Pedro Martinez (11-4, 4.15 ERA): A mixed bag in back-to-back outings against the Orioles. Last week, Martinez was rocked for eight earned runs in less than seven innings as the Red Sox fell, 10-5, to Baltimore. Last night at Camden Yards, Martinez's line (seven hits, five runs, five strikeouts) does not look spectacular, but he pitched well when he needed to, earning his 11th win of the season, one less than team leader Curt Schilling.
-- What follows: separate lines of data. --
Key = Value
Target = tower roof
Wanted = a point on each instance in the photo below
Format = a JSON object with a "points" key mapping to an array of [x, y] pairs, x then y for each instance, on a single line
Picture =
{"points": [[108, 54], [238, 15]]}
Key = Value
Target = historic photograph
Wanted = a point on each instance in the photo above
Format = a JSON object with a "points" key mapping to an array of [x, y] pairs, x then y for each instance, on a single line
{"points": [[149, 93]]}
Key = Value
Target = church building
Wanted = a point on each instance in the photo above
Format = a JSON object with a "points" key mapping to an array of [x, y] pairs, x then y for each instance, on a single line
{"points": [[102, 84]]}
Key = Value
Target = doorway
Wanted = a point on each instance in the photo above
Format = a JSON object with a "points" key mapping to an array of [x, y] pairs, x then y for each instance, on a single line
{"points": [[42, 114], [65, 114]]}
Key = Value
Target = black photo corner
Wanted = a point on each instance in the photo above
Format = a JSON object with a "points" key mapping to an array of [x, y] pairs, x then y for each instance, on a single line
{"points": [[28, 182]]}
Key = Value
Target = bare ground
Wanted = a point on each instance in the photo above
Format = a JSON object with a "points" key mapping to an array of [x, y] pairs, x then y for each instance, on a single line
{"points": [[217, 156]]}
Curt Schilling (12-4, 3.38 ERA): Schilling was on his way to grabbing a victory for the Sox in Game 1 of the Red Sox' weekend series against New York, but fell apart in the Yankees' five-run sixth inning. Schilling wound up with the no-decision after his teammates came back to tie the score, in an eventual 8-7 loss, but took his performance hard, breaking down in the Red Sox dugout after the field had cleared.

Derek Lowe (9-9, 5.56 ERA):If that's how he pitches without his bread and butter, perhaps there is hope after all. To put less weight on his finger's blister, Lowe reportedly threw virtually no sinkerballs to the Yankees on Sunday, and allowed just two earned runs in grabbing his ninth win of the season. Earlier in the week, Lowe's outing at Seattle lasted just five innings, an OK performance in which he allowed four runs.
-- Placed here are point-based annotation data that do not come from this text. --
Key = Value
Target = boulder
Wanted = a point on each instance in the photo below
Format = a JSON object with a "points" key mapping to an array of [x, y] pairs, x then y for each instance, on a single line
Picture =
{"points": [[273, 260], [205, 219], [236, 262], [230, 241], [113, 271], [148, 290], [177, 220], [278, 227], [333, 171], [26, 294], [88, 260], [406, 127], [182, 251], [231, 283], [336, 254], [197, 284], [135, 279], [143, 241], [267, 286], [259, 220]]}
Tim Wakefield (6-6, 4.17 ERA): Wakefield came up with his best outing in the past two weeks, helping his team salvage the finale of a three-game set against the Orioles. Wakefield pitched seven innings, allowed eight hits and no runs in winning his sixth game of the season.

Bronson Arroyo (3-7, 4.20 ERA): Arroyo is going to most be remembered this week for sparking the fracas with the Yankees by plunking A-Rod, but what will get lost will be his ineffectiveness against New York, as he allowed 10 hits and six earned runs over 5 2/3 innings.

Abe Alvarez (0-1, 9.00 ERA): For a control pitcher, Alvarez couldn't find any in his major league debut, and topped out only in the high-80s as he gave up five runs in his five innings of work. Not terrible, but not great either.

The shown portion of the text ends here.